Mario, beni kontrol etmek için odama geldiğinde önce hiçbir şey söylemedim. Ama bir şekilde beni konuşturmayı başardı. Titreyerek her şeyi anlattım. O sırada saçlarımı okşayıp bana sarıldı.

"Amcam buna asla izin vermez," dedi. "Ben de. Korkma, Rose. Her şeyi halledeceğim."

Ama o günden sonra Marconi ailesi gözden kayboldu. Uzun bir süre onları görmedim. Yine de Nico’dan duyduğuma göre, Milan Marconi benden asla vazgeçmemişti.

Babam, o günden sonra beni hiçbir davete götürmedi. Tek bir gün hariç. Konsey liderimizin yani padrinonun yılbaşı partisi. Tüm ailelerin katılması zorunluydu.

Leo ve Mario tüm gece yanımdan ayrılmadı. Milan’ı yalnızca uzaktan izleyebildim. Ama bakışları, sanki bir zincir gibi üzerimdeydi. Her an beni göz hapsinde tutarken, varlığını ruhumda hissettim. Eve döndüğümde nihayet rahatladığımı düşündüm, ama telefonuma gelen mesaj tüm huzurumu alt üst etti.

"Beni özledin mi, la mia Rosa?"

Mesajı silmeye çalışırken yenisi geldi: "Ben seni çok özledim. Yarın seni görmek için sabırsızlanıyorum."

Yarın mı? Telaşla misafir odasına koştum. Kapıyı çaldığımda Mario hemen açtı. Telefonu gösterdim.

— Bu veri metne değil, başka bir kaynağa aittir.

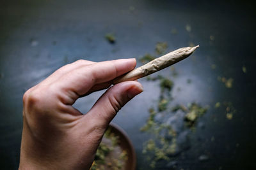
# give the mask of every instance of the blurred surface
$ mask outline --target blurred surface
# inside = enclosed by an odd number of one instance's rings
[[[200,45],[193,56],[175,65],[177,76],[172,76],[170,69],[159,74],[174,81],[173,105],[196,101],[209,106],[196,125],[201,127],[190,132],[189,147],[173,158],[174,168],[256,168],[254,9],[238,1],[1,1],[0,169],[19,166],[26,90],[77,59],[138,59],[153,53],[159,41],[168,43],[168,52]],[[116,38],[114,44],[104,38],[109,32]],[[234,80],[232,88],[221,82],[223,77]],[[113,122],[128,134],[137,169],[143,169],[148,162],[142,145],[149,136],[140,129],[160,90],[157,81],[140,81],[144,92]],[[102,92],[80,99],[75,106],[86,113]],[[214,108],[225,101],[236,108],[231,119],[223,105]],[[207,161],[200,160],[204,155]]]

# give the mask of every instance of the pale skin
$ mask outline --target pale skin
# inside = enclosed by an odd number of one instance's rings
[[[135,66],[134,59],[80,60],[26,92],[19,169],[89,169],[109,122],[143,91],[136,81],[109,88]],[[72,106],[78,98],[108,88],[86,114]]]

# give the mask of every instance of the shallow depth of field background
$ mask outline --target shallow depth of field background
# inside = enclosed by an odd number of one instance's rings
[[[102,61],[154,54],[157,42],[166,52],[200,48],[189,58],[159,74],[171,79],[173,106],[196,102],[208,106],[188,134],[186,150],[162,169],[250,169],[256,139],[254,7],[242,1],[1,1],[0,169],[17,169],[24,92],[62,66],[77,59]],[[113,33],[115,44],[104,38]],[[141,63],[138,62],[138,65]],[[225,79],[223,79],[225,78]],[[232,78],[232,87],[227,80]],[[136,149],[137,169],[148,167],[142,153],[150,138],[140,129],[157,105],[159,81],[139,80],[144,92],[113,122]],[[80,99],[86,113],[103,91]],[[220,103],[220,107],[215,107]],[[234,108],[227,115],[225,103]],[[206,155],[207,160],[199,157]]]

"Biliyorum," dedi. "Nico’dan yeni öğrendim. Roberto Marconi, babanla iş görüşmesi yapmak için gelmek istemiş. Padrino’dan izin almış. Babanın kabul etmekten başka çaresi yokmuş. Yarın akşam yemekte davetliler."

"Mario…" dedim, ama başka bir şey diyemedim.

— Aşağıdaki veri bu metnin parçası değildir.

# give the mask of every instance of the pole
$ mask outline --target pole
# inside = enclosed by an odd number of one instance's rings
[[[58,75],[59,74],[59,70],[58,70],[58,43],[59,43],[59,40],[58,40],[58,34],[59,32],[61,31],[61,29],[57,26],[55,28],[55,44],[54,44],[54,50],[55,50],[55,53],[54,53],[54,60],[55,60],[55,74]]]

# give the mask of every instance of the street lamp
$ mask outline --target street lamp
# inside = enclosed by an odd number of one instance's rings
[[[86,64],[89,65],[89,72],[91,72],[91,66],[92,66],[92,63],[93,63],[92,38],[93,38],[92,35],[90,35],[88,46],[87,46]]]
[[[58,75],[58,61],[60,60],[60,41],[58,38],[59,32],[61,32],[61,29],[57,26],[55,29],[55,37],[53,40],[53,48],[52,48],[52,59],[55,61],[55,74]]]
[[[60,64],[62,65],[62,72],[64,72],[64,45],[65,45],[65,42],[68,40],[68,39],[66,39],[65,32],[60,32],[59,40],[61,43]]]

"Hiçbir sorun çıkmayacak," dedi. Ama çıkacağını biliyordum.

Ertesi sabah uyandığımda, her şey hâlâ karanlık bir gecenin ağırlığını taşıyordu. O zamanlar Daniel’le çoktan tanışmıştım. Daniel kim olduğumu bilmese de korkularımı biliyordu. Bana yine, "Gidelim," demişti. Ama o zaman diliminde hiçbir yere gitmeye, bir adım atmaya cesaret edemiyordum.

Kendimi meşgul etmek ve düşüncelerden uzaklaşmak için gün boyunca çiçeklerimle ilgilenerek huzur bulmaya çalıştım; nafileydi. Akşam olduğunda, en kapalı elbiselerimden birini seçip sessizce aşağı indim.

Babam, üzerimdeki elbiseye bakıp gözlerime dikkatle baktı. "İyi misin?" diye sordu.

"İyiyim," dedim. Ama sesimdeki titremeden, onun da inanmadığını biliyordum.

O sırada kapılar açıldı ve Marconi ailesi içeri girdi. Milan’ın simsiyah takım elbisesi içindeki hâli beni dondurdu. Bakışları hemen beni buldu. Beni baştan aşağı inceledi. Sonra o tanıdık, alaycı gülümseme dudaklarında belirdi.

Ve o an, tüm kaçış yollarının kapandığını bir kez daha hissettim.

Herkes yemek odasında bir şeyler konuşuyor, kahkahalar yükseliyordu. Ama benim düşüncelerim çok uzaktaydı. Derken, bir sıcaklık hissettim. Milan yanıma gelmişti. Elini belime koydu, hafifçe eğilip kulağıma fısıldadı:

"Bu zavallı giysinin içinde bile ışıldıyorsun, il mio tesoro. Gerçek bir hazinesin."

Sözleri soğuk bir demir gibi derime işledi. Bakışlarındaki anlam çok açıktı. "Benimsin," diyordu.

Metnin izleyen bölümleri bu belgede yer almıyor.